May 18, 2016

St. Florian, the Patron Saint of Firefighters and Beefcake Fans

I'm not much for the veneration of the saints -- Nazarenes abhored such "idolatry."  But I could get behind St. Florian, usually portrayed shirtless, with a massive, sculpted chest.

Here his chest is ink on someone's chest.

The real St. Florian was Florianus (c. 250-304), a Roman legionnaire from present-day Austria who organized a fire-fighting brigade.  When the Roman authorities discovered that he was a Christian, they ordered him burnt at the stake, but then, noting his affinity for fire, thought that he probably wouldn't burn.

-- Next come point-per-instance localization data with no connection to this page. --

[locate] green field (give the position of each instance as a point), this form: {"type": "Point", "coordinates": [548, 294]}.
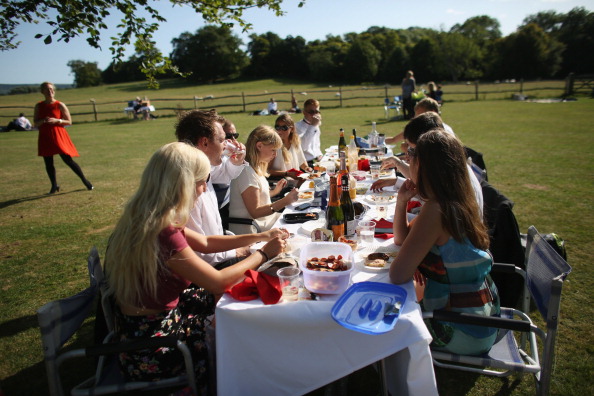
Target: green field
{"type": "Point", "coordinates": [537, 154]}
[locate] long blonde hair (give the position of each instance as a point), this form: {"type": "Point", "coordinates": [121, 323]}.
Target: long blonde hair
{"type": "Point", "coordinates": [266, 135]}
{"type": "Point", "coordinates": [165, 197]}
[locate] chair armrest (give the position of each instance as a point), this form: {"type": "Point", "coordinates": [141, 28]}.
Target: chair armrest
{"type": "Point", "coordinates": [508, 269]}
{"type": "Point", "coordinates": [479, 320]}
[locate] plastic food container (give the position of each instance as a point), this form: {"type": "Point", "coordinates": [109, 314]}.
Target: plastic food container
{"type": "Point", "coordinates": [326, 282]}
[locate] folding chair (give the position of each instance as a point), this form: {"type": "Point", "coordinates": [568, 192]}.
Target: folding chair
{"type": "Point", "coordinates": [59, 320]}
{"type": "Point", "coordinates": [545, 273]}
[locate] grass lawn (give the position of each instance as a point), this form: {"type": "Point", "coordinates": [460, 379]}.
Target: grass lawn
{"type": "Point", "coordinates": [539, 155]}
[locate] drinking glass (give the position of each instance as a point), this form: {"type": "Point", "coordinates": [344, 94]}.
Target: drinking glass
{"type": "Point", "coordinates": [366, 231]}
{"type": "Point", "coordinates": [289, 282]}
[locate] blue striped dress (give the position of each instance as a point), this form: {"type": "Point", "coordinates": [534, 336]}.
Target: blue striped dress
{"type": "Point", "coordinates": [458, 280]}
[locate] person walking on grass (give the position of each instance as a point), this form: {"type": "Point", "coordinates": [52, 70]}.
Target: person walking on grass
{"type": "Point", "coordinates": [51, 116]}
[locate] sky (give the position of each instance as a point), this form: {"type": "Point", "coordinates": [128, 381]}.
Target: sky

So they drowned him in the Ennis River instead.  After ripping off his clothes, of course.

Today St. Florian is the patron of firefighters, soap makers, and chimney sweeps, and also the patron of many cities in Central and Eastern Europe, including Krakow, Poland and Linz, Austria.

This is one of the more famous St. Florian statues, by Josef Josephu (1889-1970).  It stood at the main firehouse in Vienna, where it survived a bombing during World War II.  Now it's in the Firefighter's Museum.

His brother, Florian, was also a sculptor.

In German-speaking countries, "florians" are firefighters.